中国経済対策の期待感が相場を支える流れ。新型コロナウイルス感染対策による景気冷え込みの警戒感が根強い中、当局は経済対策を相次ぎ打ち出している。国務院(内閣に相当)は27日の常務会議で、雇用の安定化に向け、より強力な政策を講じる方針を確認した。ただ、上値は限定的。再び通貨安が加速したことや、コロナ対策の行動規制が長期化するとの不安が重しだ。人民元相場に関しては、前日は元安基調が一服していたものの、28日のオフショア市場では一時、1米ドル=6.65人民元台を付け、2020年11月以来の元安水準を切り下げている。(亜州リサーチ編集部)





エネルギー株が相場をけん引。陝西煤業(601225/SH)が9.3%高、中国神華能源(601088/SH)が7.7%高、中国石油化工(600028/SH)が2.4%高で引けた。神華能源と中国石油化工は、それぞれ1-3月期の増益決算を発表。業界全体の好況が意識された。

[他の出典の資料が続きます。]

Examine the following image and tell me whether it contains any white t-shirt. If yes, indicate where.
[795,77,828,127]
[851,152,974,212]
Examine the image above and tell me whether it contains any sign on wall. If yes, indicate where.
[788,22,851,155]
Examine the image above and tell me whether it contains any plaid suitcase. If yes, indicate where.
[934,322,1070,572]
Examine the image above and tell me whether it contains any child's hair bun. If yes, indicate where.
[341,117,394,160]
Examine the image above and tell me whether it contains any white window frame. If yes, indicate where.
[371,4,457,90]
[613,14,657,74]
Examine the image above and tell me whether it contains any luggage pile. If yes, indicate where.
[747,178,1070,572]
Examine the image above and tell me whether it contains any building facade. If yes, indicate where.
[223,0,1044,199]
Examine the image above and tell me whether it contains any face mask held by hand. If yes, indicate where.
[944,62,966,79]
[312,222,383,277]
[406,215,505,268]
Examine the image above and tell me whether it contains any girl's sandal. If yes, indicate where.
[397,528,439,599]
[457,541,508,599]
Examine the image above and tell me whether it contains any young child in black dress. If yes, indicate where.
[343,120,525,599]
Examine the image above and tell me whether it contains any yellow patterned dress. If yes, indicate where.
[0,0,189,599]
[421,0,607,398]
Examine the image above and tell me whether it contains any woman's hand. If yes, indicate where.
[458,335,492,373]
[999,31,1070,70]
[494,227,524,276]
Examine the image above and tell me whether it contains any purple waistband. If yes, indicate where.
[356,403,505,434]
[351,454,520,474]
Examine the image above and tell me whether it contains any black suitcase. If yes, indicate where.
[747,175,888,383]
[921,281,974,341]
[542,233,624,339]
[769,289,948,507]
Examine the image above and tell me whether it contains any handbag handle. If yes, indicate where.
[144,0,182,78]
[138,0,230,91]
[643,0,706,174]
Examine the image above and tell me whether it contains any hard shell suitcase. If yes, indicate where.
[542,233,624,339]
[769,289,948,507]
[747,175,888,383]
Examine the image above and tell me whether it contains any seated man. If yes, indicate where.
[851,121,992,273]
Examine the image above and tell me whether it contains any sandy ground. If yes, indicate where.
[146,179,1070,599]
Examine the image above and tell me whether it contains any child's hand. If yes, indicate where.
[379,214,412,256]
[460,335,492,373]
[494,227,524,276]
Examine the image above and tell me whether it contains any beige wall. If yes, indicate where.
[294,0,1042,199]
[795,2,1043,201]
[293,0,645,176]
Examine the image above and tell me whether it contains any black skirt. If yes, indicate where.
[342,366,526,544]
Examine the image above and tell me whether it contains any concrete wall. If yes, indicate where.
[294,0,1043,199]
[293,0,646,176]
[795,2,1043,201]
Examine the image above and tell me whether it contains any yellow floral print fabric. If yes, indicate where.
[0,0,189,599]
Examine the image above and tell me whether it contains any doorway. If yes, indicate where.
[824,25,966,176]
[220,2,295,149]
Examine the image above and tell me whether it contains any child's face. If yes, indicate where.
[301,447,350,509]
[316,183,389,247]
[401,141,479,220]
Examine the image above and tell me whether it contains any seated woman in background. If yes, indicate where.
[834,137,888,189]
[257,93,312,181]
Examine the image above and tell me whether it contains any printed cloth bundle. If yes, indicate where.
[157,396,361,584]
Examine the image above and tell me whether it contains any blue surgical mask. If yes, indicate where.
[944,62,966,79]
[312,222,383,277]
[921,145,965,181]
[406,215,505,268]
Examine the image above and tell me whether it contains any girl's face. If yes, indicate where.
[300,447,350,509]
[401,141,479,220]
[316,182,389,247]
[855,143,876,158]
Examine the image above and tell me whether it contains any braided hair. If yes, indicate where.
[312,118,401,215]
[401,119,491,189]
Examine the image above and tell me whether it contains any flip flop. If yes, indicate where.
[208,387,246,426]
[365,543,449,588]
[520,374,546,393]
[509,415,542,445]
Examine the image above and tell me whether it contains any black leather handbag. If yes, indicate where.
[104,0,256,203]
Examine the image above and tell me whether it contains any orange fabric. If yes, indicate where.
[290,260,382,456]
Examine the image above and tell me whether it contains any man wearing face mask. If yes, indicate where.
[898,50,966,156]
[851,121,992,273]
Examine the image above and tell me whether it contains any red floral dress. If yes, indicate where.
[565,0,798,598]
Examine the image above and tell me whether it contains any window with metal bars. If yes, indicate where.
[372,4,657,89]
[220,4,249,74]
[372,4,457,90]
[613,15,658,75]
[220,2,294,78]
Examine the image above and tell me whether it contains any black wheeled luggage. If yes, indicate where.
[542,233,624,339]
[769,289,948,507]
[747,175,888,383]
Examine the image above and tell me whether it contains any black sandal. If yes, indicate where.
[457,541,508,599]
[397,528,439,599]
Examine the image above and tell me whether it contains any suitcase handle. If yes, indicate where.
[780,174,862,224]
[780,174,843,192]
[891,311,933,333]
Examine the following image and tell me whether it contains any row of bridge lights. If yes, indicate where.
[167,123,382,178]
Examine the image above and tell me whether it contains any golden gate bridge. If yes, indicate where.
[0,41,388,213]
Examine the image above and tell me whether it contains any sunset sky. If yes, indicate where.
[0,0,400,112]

不動産株も高い。新城控股集団(601155/SH)が6.2%、保利地産(600048/SH)が6.1%、金地集団(600383/SH)が4.8%ずつ上昇した。銀行株、酒造株、自動車株、公益株、半導体株、ゼネコン株なども買われている。





半面、小売関連の銘柄群はさえない。王府井集団(600859/SH)が6.1%安、豫園商城(600655/SH)が5.1%安、中国旅遊集団中免(601888/SH)が1.3%安で取引を終えた。医薬品株、メディア関連株、素材株、保険・証券株も売られている。





一方、外貨建てB株相場は、上海B株指数が2.77ポイント(0.98%)高の285.96ポイント、深センB株指数が3.05ポイント(0.30%)高の1015.88ポイントで終了した。